Showing posts with label Shapeways. Show all posts
Showing posts with label Shapeways. Show all posts

Friday, December 5, 2014

Self Help | When the Whole is Greater than the Sum of Its Parts

“The whole is greater than the sum of its parts.”
― Aristotle

Aristotele's observation ---often used to indicate a synergetic, positive, outcome--- is unfortunately true also for the idiocy and frustrations of life. I spent almost all the past week dealing with individually small things whose sum turned into a whole huge frustration. Besides my personal situation  ---abandonment from spouse--- I had to deal with professionally related nuisances, mainly dueto 3D printing. It was so frustrating experiencing the failure of my desktop printer which has had a very poor performance, terminated with total failure, since from its purchase of less than two month ago —especially after reading the recent article in The New Yorker, narrating the marvel of 3D printing applications in medicine. Researchers in material science collaborate with medical practitioner to 3D print in bio-compatible materials not only prosthetics and exoskeleton but also parts of internal organs.
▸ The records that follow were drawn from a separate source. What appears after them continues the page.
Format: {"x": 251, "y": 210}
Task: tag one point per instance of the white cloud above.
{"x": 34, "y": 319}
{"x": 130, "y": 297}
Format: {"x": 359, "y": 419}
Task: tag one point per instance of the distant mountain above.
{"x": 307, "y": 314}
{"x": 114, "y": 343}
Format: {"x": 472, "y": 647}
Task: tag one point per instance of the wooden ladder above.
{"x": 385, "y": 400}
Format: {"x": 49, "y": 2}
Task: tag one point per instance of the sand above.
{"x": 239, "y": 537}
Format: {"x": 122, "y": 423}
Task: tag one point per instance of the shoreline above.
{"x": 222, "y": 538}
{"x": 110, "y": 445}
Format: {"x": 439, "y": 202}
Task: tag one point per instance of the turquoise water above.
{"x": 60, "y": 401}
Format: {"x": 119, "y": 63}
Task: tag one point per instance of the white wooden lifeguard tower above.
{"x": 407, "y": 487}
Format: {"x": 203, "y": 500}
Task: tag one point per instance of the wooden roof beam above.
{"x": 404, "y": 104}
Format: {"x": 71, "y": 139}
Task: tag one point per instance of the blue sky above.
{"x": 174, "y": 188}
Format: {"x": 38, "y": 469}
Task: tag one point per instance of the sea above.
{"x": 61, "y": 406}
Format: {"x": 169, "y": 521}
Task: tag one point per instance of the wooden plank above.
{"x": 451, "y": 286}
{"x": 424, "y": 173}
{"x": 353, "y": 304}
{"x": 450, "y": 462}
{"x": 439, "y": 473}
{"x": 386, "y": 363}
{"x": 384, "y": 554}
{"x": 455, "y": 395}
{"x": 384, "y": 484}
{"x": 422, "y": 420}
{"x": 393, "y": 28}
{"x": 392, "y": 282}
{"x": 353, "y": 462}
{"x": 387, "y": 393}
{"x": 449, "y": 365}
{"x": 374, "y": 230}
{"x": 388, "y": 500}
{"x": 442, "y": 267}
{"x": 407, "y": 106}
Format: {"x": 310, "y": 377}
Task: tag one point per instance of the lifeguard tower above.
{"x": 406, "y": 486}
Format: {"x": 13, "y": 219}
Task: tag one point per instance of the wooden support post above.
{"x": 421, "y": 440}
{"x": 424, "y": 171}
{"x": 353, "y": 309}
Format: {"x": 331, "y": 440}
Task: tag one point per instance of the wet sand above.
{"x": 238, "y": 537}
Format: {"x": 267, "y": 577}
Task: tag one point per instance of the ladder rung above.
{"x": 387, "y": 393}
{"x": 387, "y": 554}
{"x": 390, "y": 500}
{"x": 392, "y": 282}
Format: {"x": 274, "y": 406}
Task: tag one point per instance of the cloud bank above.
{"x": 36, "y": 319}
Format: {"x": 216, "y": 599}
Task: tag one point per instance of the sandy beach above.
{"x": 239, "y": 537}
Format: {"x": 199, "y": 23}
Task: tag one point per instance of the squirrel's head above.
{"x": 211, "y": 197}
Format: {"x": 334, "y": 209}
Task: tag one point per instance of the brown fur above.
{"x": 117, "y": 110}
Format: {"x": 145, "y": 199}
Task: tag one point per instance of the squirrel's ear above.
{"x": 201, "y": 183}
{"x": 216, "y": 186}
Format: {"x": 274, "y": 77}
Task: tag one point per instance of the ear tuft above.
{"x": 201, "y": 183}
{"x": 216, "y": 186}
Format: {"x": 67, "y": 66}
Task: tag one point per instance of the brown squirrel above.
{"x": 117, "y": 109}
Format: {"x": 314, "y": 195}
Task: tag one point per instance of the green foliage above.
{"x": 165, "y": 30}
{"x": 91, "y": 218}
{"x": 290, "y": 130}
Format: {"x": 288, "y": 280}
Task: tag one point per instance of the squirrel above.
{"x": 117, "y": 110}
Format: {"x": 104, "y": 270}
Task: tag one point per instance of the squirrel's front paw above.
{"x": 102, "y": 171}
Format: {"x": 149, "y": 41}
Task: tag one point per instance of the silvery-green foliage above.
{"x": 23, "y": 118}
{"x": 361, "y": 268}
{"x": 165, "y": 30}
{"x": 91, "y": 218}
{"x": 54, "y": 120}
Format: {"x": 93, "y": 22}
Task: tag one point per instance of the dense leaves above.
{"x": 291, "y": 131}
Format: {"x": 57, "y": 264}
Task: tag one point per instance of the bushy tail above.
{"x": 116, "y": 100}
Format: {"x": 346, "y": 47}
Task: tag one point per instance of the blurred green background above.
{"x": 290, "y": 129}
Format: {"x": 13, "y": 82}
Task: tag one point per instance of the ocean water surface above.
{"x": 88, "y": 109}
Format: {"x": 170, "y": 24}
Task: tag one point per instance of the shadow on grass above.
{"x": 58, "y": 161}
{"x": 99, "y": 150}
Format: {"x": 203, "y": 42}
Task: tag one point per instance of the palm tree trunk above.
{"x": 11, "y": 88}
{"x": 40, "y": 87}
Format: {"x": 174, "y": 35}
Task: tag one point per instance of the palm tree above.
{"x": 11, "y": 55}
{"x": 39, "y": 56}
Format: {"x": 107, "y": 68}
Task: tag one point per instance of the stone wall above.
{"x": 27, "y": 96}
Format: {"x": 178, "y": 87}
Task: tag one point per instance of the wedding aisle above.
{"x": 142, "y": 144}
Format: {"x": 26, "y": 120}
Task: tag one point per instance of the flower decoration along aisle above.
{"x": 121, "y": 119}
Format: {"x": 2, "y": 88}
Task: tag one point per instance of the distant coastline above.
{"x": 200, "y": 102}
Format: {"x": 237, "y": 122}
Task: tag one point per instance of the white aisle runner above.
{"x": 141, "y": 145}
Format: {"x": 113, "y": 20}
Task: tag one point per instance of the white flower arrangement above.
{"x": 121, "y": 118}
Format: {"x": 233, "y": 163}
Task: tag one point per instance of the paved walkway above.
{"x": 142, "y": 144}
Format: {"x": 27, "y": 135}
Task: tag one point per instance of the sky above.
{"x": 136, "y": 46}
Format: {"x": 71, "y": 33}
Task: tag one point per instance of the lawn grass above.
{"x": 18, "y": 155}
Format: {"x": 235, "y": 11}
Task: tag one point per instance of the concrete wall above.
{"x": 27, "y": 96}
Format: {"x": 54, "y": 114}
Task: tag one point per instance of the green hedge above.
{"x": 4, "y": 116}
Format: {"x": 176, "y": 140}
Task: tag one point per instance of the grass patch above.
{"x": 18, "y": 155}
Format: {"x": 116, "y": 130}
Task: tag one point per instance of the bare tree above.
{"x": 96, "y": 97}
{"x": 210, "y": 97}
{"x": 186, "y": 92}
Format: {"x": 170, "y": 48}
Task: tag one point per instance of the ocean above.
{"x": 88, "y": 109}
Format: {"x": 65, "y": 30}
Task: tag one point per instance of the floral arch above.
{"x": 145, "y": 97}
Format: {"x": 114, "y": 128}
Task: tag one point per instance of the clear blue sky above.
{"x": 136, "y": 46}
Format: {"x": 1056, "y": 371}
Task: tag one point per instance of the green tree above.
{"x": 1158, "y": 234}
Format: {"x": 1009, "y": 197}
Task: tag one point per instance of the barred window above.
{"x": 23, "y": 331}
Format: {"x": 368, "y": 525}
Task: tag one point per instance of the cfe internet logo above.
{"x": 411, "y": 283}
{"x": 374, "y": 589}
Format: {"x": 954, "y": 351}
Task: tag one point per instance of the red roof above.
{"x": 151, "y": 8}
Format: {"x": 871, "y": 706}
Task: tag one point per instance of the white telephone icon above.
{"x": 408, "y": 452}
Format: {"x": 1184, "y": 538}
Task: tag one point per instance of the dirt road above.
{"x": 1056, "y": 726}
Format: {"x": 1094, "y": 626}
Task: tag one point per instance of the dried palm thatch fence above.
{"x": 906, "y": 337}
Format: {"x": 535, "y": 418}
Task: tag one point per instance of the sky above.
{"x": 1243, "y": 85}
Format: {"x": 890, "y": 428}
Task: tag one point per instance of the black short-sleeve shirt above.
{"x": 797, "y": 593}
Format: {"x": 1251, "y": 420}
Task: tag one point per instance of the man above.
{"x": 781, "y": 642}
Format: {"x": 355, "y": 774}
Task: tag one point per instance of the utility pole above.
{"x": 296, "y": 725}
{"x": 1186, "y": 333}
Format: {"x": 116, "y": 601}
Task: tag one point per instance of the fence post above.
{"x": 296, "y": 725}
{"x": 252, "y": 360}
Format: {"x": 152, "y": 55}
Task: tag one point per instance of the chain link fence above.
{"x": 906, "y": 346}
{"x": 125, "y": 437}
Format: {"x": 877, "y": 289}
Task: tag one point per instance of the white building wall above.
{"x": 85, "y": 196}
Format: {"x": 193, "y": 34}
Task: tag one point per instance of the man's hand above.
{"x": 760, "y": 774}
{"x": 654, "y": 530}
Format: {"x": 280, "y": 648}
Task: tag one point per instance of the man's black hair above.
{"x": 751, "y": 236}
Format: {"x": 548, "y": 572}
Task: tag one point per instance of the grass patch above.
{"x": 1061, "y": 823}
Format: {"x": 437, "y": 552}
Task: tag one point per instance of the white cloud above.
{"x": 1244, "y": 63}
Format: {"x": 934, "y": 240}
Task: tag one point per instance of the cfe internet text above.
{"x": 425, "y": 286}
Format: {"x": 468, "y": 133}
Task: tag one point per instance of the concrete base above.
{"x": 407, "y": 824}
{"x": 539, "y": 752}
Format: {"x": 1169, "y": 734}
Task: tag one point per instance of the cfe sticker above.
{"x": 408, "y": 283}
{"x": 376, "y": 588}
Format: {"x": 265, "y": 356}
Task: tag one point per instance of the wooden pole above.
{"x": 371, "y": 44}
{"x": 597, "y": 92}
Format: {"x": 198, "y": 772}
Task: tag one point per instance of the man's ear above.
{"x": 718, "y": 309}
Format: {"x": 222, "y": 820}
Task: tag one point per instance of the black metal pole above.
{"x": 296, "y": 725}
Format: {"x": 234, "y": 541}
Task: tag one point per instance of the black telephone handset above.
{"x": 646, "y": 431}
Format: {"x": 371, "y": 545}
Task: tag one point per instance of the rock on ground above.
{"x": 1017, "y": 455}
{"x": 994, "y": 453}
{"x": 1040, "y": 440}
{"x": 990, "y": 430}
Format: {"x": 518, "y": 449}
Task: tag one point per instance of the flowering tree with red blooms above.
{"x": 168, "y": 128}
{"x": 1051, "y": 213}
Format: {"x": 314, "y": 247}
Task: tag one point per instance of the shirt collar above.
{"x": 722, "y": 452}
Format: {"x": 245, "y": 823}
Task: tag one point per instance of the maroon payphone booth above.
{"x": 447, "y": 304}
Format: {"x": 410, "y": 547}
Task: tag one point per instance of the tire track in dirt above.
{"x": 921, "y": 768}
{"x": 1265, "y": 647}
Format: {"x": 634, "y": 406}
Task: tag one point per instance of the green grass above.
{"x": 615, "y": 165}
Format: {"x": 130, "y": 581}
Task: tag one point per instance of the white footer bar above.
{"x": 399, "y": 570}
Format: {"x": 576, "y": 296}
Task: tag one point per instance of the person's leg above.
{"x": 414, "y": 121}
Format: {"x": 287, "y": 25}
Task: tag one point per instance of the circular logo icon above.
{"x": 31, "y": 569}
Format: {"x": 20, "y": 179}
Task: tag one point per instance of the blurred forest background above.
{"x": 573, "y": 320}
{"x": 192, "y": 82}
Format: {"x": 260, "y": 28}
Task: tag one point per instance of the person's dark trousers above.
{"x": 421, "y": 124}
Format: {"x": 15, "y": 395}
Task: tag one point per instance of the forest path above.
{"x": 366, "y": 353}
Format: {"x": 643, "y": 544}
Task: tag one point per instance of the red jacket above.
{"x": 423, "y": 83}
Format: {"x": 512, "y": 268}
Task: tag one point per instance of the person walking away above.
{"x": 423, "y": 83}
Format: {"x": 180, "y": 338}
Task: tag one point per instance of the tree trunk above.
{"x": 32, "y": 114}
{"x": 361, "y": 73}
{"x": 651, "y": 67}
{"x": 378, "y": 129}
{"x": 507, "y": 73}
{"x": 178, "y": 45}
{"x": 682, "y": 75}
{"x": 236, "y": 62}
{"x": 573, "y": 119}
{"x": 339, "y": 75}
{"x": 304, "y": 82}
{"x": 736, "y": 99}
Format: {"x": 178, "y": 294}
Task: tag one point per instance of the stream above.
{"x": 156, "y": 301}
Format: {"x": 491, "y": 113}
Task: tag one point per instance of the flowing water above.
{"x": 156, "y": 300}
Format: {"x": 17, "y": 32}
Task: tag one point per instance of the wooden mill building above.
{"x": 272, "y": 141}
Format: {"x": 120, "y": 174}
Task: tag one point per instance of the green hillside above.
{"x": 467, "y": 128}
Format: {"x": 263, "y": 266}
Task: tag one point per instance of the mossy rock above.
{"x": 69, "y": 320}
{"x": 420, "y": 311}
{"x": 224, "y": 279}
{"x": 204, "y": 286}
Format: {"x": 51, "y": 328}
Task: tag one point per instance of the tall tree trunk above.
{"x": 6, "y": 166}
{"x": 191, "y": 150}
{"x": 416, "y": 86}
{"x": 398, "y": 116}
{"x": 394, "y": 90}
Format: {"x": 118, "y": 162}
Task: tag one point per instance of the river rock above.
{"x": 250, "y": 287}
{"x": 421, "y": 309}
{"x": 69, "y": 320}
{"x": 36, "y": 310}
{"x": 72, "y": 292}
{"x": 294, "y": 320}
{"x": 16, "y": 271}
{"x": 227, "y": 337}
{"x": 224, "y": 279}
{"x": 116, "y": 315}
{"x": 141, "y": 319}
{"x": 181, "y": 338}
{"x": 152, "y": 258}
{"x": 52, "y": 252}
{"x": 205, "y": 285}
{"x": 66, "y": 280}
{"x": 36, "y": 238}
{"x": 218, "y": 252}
Shapeways, the 3D printing service I often rely on for finer resolution design also failed, in the missed delivery of several design I was planning to present during my visit to Milan. Of course my personal frustrations are marginal, considering what is going on at a collective level with all the cases of racial discrimination, but when combined with my personal/professional rumination left me with little energy 


Walking provided healing as usual: my 14 km walk in the relentless was cathartic, clearing the tension and frustration.

To conclude with popular wisdom, adopted by Nietzsche: "That which does not kill us makes us stronger".



Monday, April 28, 2014

learning from nature | Of Spirals, Shells and... 3D prints

I am always fascinated by the spiral, shape of growth and expansion -but also contraction.  Often shells are shaped as spirals, due to their growth rules, as explained in detail by D'Arcy Thompson in "On Growth and Form". The nautilus shell follows the geometry of the logarithmic spiral. I am particularly intrigued by this shape also for the septa (thin walls) partitioning the internal camerae (chambers) of the shell: the septa are interesting per se as concave-convex surfaces, proposing the spatially ambiguity of surfaces turning inside-out. I have designed and 3D printed several models of shells and nautilus but perhaps this one is my favorite:



Nature is always a great teacher, if we listen to her..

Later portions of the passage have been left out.